Por lei, sem o acórdão, documento que resume os debates travados em
plenário, todas as decisões dos ministros do STF ficam em suspenso - entre elas
as penas de prisão. Isso significa que, até que o Diário da Justiça torne
público o desfecho do julgamento do mensalão, nenhum dos 25 condenados poderá
ser preso ou pagar multa.
- Isso (o atraso na publicação dos acórdãos) é inacreditável - afirma o
ministro Marco Aurélio Mello. - Temos uma regra no regimento interno
assinalando prazos para o ministro liberar o voto, sob pena de o voto ser
encartado no acórdão com a tarja não revisão. O novo presidente (o ministro
Joaquim Barbosa, que assume a presidência da Corte no dia 22) deveria empunhar
essa bandeira. Todos aplaudiríamos.
Defesa pode apresentar embargos
Além de dar validade à decisão do tribunal, o acórdão é necessário para que
as partes envolvidas no processo possam recorrer das decisões, apresentando
embargos. Assim como em outros casos, no do mensalão, os réus e o Ministério
Público só poderão recorrer depois de terem acesso ao texto publicado. E os
mandados de prisão dos condenados só serão expedidos depois que o Supremo
julgar cada um dos recursos apresentados.

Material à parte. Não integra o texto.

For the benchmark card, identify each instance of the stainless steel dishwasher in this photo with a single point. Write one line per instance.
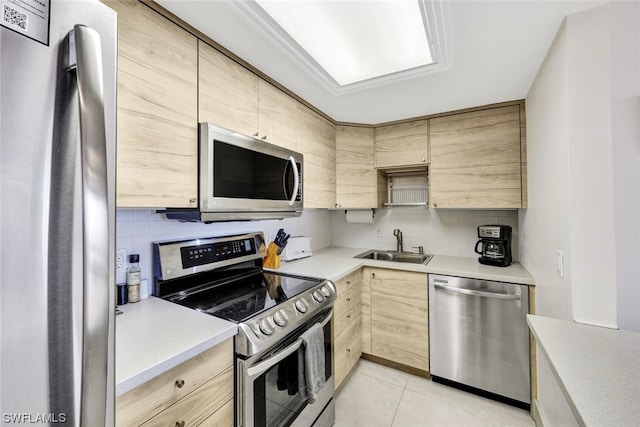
(478, 337)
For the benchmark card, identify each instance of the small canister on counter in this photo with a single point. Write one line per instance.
(133, 278)
(121, 293)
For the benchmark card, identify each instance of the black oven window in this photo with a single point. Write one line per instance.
(276, 398)
(240, 173)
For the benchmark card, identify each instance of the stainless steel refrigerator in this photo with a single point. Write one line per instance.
(57, 211)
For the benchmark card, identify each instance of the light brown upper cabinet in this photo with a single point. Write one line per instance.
(358, 184)
(402, 145)
(277, 116)
(475, 159)
(157, 110)
(228, 92)
(317, 142)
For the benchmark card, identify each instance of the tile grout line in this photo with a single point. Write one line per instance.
(395, 413)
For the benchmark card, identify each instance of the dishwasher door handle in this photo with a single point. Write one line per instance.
(476, 293)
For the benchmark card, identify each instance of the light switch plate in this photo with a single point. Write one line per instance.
(560, 263)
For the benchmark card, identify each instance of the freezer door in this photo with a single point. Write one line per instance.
(48, 245)
(478, 335)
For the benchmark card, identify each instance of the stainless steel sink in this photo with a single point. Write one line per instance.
(395, 256)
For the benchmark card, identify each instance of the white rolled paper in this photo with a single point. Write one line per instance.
(360, 216)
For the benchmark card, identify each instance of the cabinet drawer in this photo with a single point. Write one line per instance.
(223, 417)
(199, 405)
(345, 327)
(147, 400)
(348, 299)
(347, 352)
(348, 281)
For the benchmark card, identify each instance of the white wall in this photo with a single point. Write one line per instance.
(136, 230)
(591, 168)
(439, 231)
(583, 151)
(544, 226)
(570, 149)
(625, 77)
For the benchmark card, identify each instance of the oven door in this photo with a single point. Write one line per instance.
(240, 173)
(268, 388)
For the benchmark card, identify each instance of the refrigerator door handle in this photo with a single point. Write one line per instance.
(85, 57)
(476, 293)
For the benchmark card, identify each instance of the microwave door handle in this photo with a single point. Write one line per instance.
(296, 180)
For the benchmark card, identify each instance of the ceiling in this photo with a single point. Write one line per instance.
(494, 50)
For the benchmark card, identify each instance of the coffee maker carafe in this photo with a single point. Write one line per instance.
(495, 242)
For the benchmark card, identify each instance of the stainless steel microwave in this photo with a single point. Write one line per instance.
(244, 178)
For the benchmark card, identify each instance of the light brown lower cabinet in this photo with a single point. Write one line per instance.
(400, 317)
(347, 325)
(197, 392)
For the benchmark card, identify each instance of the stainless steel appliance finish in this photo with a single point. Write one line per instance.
(223, 277)
(244, 178)
(478, 335)
(58, 214)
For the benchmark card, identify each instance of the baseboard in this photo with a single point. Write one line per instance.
(538, 414)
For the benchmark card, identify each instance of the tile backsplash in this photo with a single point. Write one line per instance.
(441, 231)
(136, 230)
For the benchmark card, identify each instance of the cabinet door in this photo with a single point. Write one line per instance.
(157, 110)
(317, 142)
(347, 325)
(400, 317)
(277, 116)
(358, 183)
(227, 93)
(475, 159)
(366, 309)
(402, 145)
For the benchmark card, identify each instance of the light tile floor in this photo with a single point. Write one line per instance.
(378, 396)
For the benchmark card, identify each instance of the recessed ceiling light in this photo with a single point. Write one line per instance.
(354, 44)
(356, 40)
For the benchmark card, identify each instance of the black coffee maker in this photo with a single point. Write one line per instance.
(496, 245)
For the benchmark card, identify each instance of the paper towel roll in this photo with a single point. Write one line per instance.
(361, 216)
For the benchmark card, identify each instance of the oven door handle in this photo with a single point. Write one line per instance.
(265, 365)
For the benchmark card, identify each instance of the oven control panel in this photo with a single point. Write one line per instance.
(181, 258)
(193, 256)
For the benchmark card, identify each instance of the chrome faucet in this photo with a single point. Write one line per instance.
(398, 235)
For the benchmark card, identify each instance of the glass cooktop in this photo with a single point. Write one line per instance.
(244, 297)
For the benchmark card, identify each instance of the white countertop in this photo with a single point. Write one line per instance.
(153, 336)
(597, 369)
(336, 262)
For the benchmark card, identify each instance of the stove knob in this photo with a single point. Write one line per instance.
(318, 296)
(301, 306)
(266, 327)
(280, 318)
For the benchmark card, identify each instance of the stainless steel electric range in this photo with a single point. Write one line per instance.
(223, 277)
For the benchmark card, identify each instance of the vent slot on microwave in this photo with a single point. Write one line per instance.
(408, 189)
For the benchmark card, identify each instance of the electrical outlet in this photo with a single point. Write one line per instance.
(121, 255)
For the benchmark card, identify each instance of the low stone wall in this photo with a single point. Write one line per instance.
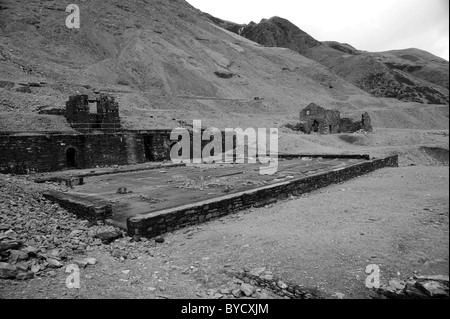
(93, 210)
(157, 223)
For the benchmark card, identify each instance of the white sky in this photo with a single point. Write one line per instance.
(367, 25)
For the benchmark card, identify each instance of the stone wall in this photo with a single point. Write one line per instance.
(168, 220)
(22, 154)
(46, 153)
(89, 209)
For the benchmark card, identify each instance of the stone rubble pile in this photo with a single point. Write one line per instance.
(260, 283)
(417, 287)
(263, 278)
(37, 236)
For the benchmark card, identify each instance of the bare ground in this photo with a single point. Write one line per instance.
(396, 218)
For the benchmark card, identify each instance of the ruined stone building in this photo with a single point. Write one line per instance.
(319, 120)
(87, 114)
(316, 119)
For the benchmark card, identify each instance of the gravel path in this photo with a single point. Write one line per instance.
(395, 218)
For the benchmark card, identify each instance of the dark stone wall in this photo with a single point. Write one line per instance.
(90, 209)
(47, 153)
(21, 154)
(157, 224)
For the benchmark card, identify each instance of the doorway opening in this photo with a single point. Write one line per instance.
(148, 147)
(315, 126)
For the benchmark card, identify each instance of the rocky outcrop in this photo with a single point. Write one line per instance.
(408, 75)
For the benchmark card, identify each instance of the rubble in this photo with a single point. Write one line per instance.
(37, 236)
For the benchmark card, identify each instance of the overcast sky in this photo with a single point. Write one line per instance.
(367, 25)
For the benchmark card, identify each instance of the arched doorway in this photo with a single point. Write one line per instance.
(71, 157)
(315, 126)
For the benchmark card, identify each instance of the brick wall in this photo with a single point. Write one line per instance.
(165, 221)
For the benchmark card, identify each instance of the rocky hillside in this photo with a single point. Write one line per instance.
(407, 75)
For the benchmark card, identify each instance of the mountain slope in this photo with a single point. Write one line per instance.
(163, 60)
(407, 75)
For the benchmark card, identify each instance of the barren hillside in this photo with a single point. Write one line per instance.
(168, 63)
(407, 75)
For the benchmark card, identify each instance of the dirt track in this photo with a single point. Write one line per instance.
(395, 218)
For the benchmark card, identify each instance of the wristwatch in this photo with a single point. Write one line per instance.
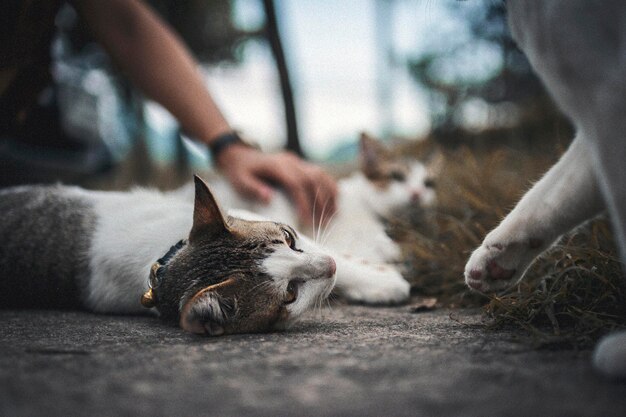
(226, 140)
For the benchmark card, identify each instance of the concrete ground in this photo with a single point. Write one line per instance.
(351, 361)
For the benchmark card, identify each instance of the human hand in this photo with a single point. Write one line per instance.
(253, 173)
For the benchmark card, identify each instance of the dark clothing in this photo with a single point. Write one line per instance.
(33, 146)
(26, 33)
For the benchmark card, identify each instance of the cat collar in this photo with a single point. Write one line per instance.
(157, 269)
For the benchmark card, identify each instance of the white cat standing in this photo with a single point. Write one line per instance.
(578, 48)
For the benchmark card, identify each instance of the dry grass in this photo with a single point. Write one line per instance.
(572, 295)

Antes de 2008, a regra no STF era outra: o relator redigia o acórdão e,
depois, os demais ministros o revisavam. Processos julgados antes da mudança do
regimento ainda obedecem a esse rito. Atualmente, o prazo é de 60 dias para a
publicação do documento final, mas o regimento prevê exceções ante "motivo
justificado". Vale ressaltar que não existe fila ou ordem de chegada a ser
respeitada no que diz respeito à publicação de acórdãos. Assim, o documento
relativo ao julgamento do mensalão poderia passar na frente e sair antes dos
demais.
Para que a Corte consiga cumprir o prazo previsto em seu regimento interno,
no caso da Ação Penal 470, no entanto, é bem provável que Barbosa tenha que
trabalhar de casa no recesso de fim de ano. O STF não computa os dias de férias
na observação do cumprimento do prazo.
Em 2007, a denúncia do Ministério Público Federal contra os investigados no
processo do mensalão terminou de ser julgada em 28 de agosto. O respectivo
acórdão, porém, só foi publicado em 9 de novembro do mesmo ano, mais de dois
meses após a decisão. Como o julgamento final do processo é mais complexo,
espera-se que a demora desta vez seja bem maior.
Ministro alega acúmulo de trabalho
Entre as 2.632 ações que aguardam acórdãos estão a de número 503, de maio de
2010, e a que, em maio, autorizou a adoção de cotas para minorias em
instituições de ensino superior. A primeira está há mais de dois anos numa
espécie de limbo. A segunda já cumpre mais de seis meses na mesma situação.
Costumam ser mais rápidos os acórdãos oriundos de decisões tomadas pelas
turmas do Supremo. Nesses casos, em vez de 11 ministros enviando votos ao
relator, são apenas cinco.
Normalmente, após um julgamento, se a posição do relator for vitoriosa, cabe
a ele redigir o acórdão. Mas, se outro ministro discordar dele e tiver sua
posição adotada pela maioria, fica responsável pelo texto. Portanto, o atraso
na publicação não pode ser atribuído apenas ao relator do acórdão, já que ele
depende da revisão dos demais.
Segundo estatísticas do próprio Supremo, o gabinete com maior número de
acórdãos pendentes é o do ministro Celso de Mello, decano da Corte: com 689.
Seu gabinete informou que está priorizando a liberação dos acórdãos e que o
motivo do acúmulo é o volume de trabalho. O gabinete do ministro Marco Aurélio
está em segundo, com 372 ações. Um dos mais vazios é o do ministro Joaquim
Barbosa, com 107.
Marco Aurélio diz que costuma liberar seus votos com prioridade para a
Secretaria Judiciária do tribunal, órgão responsável pela publicação dos
textos. Segundo o ministro, o problema é que nem todos os magistrados agem
dessa maneira:
- Não é por minha causa (o atraso na publicação dos acórdãos). Quando vou à
sessão, já levo relatório, voto e ementa. Os outros ministros demoram a liberar
- declarou.
Hoje há no Supremo 67.890 processos aguardando julgamento.